A Chocolate Factory Re-invented as an Industrial-Style Modern Family Home
The architect, Stephen Jolsen, has turned this 1950s building into a strikingly modern family home. The former Chocolate factory, still bearing the Sunrise Confectioners sign, was in a dilapidated state when he purchased the property in 2006. Jolson recognised the fact that it is rare to find warehouses from this area interact and saw a certain “honesty” in the building.
The factory had ceased production only a few years earlier. Its ground floor consisted of a concrete loading dock for trucks and fibro portioned offices. Two sets of stairs leading to the first floor revealed an open space with an old asbestos sawtooth roof and large steel-frame windows. All the old pipe work was still full of sugar. Following Jolson’s renovation the building now houses a high-tech family home and office. On the ground floor is Jolson’s firm, a boutique architectural practise that specialises in innovative commercial and residential design. The residential section is hidden behind a wall of his office.
Jolson removed the sawtooth roof, leaving four perimeter walls on the concrete slab above the garages. They used steel to retain and support the old façade without crossbeam supports. Jolson then steeped back 10m from the façade and built a new two storey house on the first floor of the factory. The house has been designed around the garden which is located directly off the living room. Having the garden on the first floor is said to anchor the residence to the ground and creates the level separation from the offices below. The original exterior brickwork has been retained and the old line of the sawtooth roof, but largely the property was gutted to create a modern open plan living area.
By pulling back the second floor 10 metres from the brick facade, Jolson created a private, elevated, 22 by 10-metre, north-facing garden, with real grass and stunning views of Melbourne and the Dandenongs.
This outdoor space is Jolson’s “urban oasis”. The picture windows provide privacy and frame the view of the city beyond. The landscaping is simple but effective. The vine provides a romantic touch amplifying the character of the ruined structure and softening the rawness. The lush grass area is expansive and boasts a large water feature on one side and a steel fire on the other side that can be lit via remote control and lights up the area at night. The contemporary nature of these products has been chosen to contrast against the layering and texture of the historic brickwork. Jolson comments on the fact that most warehouses would have, at best, an outdoor terrace. This grassy open-space is a luxury and takes away that feeling of being “elevated’ from the ground.
The entrance corridor is hidden behind a concealed pivot door. From here a curved steel staircase leads up to the first floor, a sculpture in its own right, it appears to unfurl like a ribbon. Constructed from raw steel it appears to float above the LED lighting.
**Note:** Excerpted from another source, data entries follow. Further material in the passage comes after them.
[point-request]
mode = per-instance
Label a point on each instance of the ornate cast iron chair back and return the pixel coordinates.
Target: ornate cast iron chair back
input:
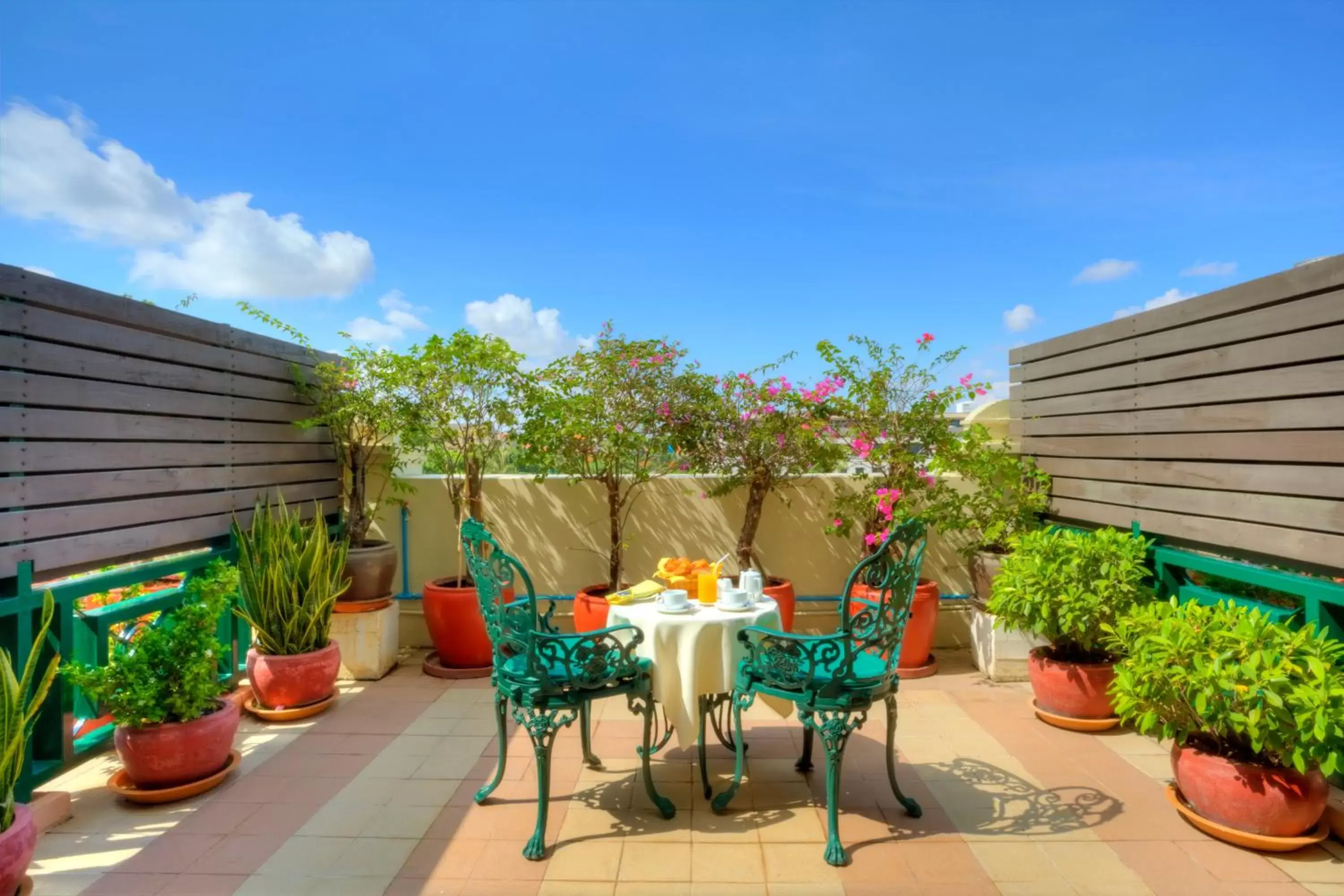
(892, 573)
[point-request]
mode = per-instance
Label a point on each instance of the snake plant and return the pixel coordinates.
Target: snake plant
(289, 575)
(19, 706)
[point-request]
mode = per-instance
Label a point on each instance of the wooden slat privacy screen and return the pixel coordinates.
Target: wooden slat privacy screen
(1217, 421)
(129, 431)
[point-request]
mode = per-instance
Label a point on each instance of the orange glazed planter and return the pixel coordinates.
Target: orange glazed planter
(456, 626)
(1248, 797)
(917, 644)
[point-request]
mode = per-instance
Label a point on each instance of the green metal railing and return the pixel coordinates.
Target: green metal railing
(86, 636)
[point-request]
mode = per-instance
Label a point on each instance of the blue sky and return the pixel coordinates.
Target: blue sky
(744, 177)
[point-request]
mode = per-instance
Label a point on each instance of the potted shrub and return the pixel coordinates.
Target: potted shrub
(21, 700)
(609, 416)
(163, 689)
(289, 575)
(762, 436)
(467, 392)
(1254, 710)
(1066, 586)
(892, 416)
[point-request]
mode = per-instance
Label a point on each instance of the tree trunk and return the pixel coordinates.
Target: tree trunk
(752, 520)
(357, 524)
(613, 511)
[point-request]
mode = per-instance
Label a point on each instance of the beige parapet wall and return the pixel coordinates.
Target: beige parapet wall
(560, 531)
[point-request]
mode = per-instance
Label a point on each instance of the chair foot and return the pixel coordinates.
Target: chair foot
(836, 855)
(535, 849)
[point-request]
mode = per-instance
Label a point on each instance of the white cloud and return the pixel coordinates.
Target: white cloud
(1210, 269)
(398, 319)
(1105, 271)
(220, 246)
(1170, 297)
(1019, 318)
(537, 334)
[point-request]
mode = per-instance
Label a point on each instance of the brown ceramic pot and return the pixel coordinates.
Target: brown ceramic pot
(17, 847)
(370, 569)
(1074, 689)
(1260, 800)
(178, 753)
(283, 683)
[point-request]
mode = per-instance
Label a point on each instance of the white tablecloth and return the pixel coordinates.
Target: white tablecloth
(695, 653)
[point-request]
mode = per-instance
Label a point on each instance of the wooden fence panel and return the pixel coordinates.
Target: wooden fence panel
(1215, 422)
(129, 431)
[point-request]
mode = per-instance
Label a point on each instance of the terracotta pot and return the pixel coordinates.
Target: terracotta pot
(984, 567)
(917, 642)
(281, 683)
(1272, 802)
(178, 753)
(453, 617)
(370, 569)
(17, 848)
(1074, 689)
(590, 607)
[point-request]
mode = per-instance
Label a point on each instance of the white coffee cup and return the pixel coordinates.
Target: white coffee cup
(736, 598)
(674, 599)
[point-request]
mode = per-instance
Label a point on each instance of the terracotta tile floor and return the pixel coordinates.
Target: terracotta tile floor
(375, 797)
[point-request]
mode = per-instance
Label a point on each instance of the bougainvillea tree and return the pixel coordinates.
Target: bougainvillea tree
(760, 432)
(613, 416)
(892, 416)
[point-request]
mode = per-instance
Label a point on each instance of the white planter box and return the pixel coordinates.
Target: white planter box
(1000, 655)
(369, 641)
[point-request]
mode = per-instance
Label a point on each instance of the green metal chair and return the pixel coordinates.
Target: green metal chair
(835, 679)
(551, 677)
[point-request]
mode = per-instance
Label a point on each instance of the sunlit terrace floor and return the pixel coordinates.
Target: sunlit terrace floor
(375, 797)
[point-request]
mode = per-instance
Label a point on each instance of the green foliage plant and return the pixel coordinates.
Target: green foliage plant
(365, 401)
(1066, 586)
(760, 432)
(21, 700)
(892, 416)
(289, 575)
(1229, 680)
(613, 414)
(167, 671)
(467, 392)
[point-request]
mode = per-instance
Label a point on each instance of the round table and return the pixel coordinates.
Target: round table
(695, 653)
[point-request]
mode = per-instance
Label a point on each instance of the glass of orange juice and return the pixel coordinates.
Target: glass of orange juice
(707, 585)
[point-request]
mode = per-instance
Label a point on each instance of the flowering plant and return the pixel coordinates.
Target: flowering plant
(761, 435)
(893, 418)
(467, 389)
(613, 416)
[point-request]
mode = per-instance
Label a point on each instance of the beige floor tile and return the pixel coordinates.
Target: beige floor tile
(596, 860)
(795, 864)
(668, 863)
(1015, 863)
(728, 864)
(799, 825)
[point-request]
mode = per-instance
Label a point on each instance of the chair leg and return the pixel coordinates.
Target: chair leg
(542, 726)
(643, 703)
(586, 735)
(699, 743)
(741, 700)
(502, 727)
(910, 805)
(835, 728)
(806, 759)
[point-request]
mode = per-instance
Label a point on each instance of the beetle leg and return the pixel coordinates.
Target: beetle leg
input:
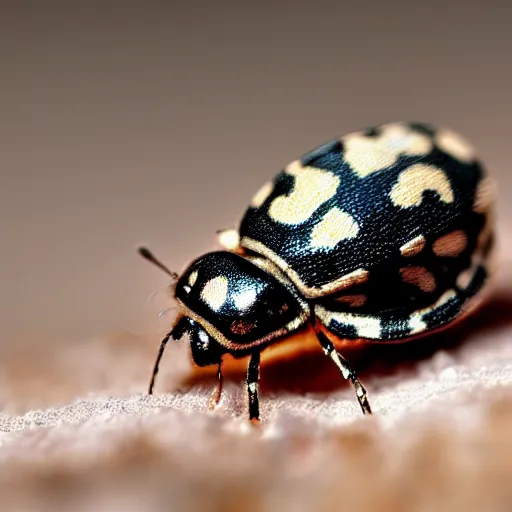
(176, 333)
(253, 375)
(217, 392)
(347, 372)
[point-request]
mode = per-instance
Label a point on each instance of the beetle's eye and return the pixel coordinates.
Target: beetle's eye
(241, 301)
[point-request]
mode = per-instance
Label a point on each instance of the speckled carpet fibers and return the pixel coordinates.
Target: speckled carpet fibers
(77, 431)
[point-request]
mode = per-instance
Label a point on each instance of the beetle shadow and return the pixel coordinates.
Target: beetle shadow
(315, 372)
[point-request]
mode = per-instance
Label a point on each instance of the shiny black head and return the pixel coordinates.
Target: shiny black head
(231, 300)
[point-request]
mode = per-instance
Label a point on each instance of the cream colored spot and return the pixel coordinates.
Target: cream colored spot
(356, 277)
(484, 195)
(366, 326)
(336, 226)
(370, 154)
(416, 320)
(416, 324)
(215, 292)
(450, 245)
(420, 277)
(455, 145)
(192, 278)
(262, 194)
(313, 187)
(413, 247)
(244, 299)
(415, 180)
(229, 239)
(354, 301)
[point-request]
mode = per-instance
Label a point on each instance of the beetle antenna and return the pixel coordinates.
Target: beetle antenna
(148, 255)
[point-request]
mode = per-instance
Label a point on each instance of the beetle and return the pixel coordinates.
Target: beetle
(383, 234)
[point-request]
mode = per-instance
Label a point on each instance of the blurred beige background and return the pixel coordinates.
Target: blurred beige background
(129, 122)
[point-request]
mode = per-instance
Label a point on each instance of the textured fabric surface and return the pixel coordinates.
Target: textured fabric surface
(79, 433)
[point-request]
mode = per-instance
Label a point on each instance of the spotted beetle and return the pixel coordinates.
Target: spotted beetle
(383, 234)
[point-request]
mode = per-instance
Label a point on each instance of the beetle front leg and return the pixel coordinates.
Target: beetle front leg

Jolson talks of the contrast between the “dilapidated façade” and the “quite refined interior”.
In an attempt to interpret the building’s past life, Jolson has positioned a floor to ceiling siding wall, in the living area. The panels are adorned with a blown-up canvas photograph of the old confectionary vats that used to stand in the same spot and are said to have produced ‘hundreds and thousands’. The architect spent the time delving through archives from the previous owner. The panel conceals the kitchen area; when pulled out it reveals a stovetop and range-hood and other kitchen appliances, when it i retracted it reveals a dumb waiter and a desk. Much of the kitchen and living room is integrated with really own the sink exposed. The severity of the interiors are tempered by the use of warm tones and organic textures.
The second level contains the master bedroom and en-suite, children’s bedrooms, a family bathroom, and a gym with an outdoor courtyard and shower.
Jolson has created an unconventional, quirky, but fabulous office space and comfortable family home. It has all the advantages of a warehouse conversion, the charm of the old bricks, signage and exposed wooden beams, including the obvious benefits of space and location. On the inside the restoration work could be considered intrusive if it hadn’t been for the fact that the factory was in a terrible state of disrepair when Jolson purchased the property and the building could easily have been demolished.